The last regularly scheduled meeting of the DST4L class on November 26th, 2013 was devoted to course feedback (the originally scheduled topic “Putting it all Together: On the Web, PDF, Reporting” was changed to account for a short holiday week and the hackathon planned in January).
Chris Erdmann opened the session by reiterating the original intentions of the course. As Chris was listing the course intentions, I found myself checking off the goals as “achieved” in my head. Yes, I have a better understanding of the data lifecycle and how researchers use data. Yes, I learned some new tools that I will incorporate (or already have incorporated) into my workflow to make my work more efficient, and thus also upgrading my skill set. Yes, I applied working in a non-linear way.

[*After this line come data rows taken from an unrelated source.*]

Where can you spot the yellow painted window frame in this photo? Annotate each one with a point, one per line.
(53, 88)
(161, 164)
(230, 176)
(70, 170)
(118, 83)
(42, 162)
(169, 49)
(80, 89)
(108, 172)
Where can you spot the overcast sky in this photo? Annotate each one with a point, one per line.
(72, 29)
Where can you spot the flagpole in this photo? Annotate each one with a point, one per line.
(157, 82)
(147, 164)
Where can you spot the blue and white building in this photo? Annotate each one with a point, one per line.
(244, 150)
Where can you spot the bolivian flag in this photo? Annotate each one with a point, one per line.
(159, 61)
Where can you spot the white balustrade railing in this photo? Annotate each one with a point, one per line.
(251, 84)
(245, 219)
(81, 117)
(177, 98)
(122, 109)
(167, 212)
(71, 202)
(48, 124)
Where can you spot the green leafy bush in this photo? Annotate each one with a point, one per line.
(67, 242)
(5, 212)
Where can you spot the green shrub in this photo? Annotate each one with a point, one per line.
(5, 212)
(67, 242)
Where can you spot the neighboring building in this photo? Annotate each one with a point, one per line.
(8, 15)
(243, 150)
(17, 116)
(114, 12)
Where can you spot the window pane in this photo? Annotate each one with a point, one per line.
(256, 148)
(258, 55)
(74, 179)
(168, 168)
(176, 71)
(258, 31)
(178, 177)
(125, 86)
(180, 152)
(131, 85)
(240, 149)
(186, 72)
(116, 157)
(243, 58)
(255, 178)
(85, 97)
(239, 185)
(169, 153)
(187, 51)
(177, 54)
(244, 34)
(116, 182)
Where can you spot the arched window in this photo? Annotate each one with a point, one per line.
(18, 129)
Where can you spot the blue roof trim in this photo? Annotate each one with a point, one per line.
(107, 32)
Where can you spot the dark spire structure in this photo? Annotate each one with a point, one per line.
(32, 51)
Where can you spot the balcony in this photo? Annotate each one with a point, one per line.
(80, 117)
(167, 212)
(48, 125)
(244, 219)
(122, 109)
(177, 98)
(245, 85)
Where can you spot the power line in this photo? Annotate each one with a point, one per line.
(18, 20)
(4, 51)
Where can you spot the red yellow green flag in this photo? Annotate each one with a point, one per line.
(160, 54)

Yet, despite all these successes, Chris opened the feedback part with the question, “What went wrong?” This was in keeping with the spirit of full disclosure and open communication for the class, but while I have many suggestions for how the course might have worked better for me as an individual, I really want to first acknowledge where I think the course has succeeded.
Exposure to tools
It is difficult to know what the best tool to use is for a particular job when you’ve never been exposed to the possibilities. I had heard of Python before the course, but I had no idea as to how well-suited it is for batch text processing of metadata. I have created some sophisticated macro scripts comprised of 100s of lines of code, the results of which, can also be accomplished using only a few lines of Python code, a Python library, and regular expressions. I still have a lot of learning and work to do in order to replace and augment the tools I’ve already created but this was a game-changing revelation for me. I’ve already used (and recommended to others) OpenRefine for data clean-up and transformation projects. It’s possible I might try out some of the web scraping tools for certain projects. Having a better understanding APIs will allow me to more efficiently work with existing structured metadata. Exposure to all of these tools was a definite success of the course.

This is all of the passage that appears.